A Reconfigurable Coarse-to-Fine Approach for the Execution of CNN Inference Models in Low-Power Edge Devices

Convolutional neural networks (CNNs) have evolved into essential components for a wide range of embedded applications due to their outstanding efficiency and performance. To efficiently deploy CNN inference models on resource-constrained edge devices, field programmable gate arrays (FPGAs) have become a viable processing solution because of their unique hardware characteristics, enabling flexibility, parallel computation and low-power consumption. In this regard, this work proposes an FPGA-based dynamic reconfigurable coarse-to-fine (C2F) inference of CNN models, aiming to increase power efficiency and flexibility. The proposed C2F approach first coarsely classifies related input images into superclasses and then selects the appropriate fine model(s) to recognise and classify the input images according to their bespoke categories.
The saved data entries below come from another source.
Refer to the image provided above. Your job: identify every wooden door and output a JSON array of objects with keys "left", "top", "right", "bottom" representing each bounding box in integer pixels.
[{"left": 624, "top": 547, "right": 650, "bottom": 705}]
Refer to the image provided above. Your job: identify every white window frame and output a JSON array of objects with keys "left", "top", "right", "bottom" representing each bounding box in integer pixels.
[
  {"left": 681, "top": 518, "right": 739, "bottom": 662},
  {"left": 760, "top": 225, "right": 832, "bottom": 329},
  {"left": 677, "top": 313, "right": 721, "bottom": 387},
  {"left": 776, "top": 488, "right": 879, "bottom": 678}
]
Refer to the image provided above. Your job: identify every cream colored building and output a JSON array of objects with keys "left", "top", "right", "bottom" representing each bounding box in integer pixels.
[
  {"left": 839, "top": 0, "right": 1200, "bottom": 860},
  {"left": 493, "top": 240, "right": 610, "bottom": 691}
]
Furthermore, the proposed architecture can be reprogrammed to the original model using partial reconfiguration (PR) in case the typical classification is required. To efficiently utilise different fine models on low-cost FPGAs with area minimisation, ZyCAP-based PR is adopted. Results show that our approach significantly improves the classification process when object identification of only one coarse category of interest is needed. This approach can reduce energy consumption and inference time by up to 27.2% and 13.2%, respectively, which can greatly benefit resource-constrained applications.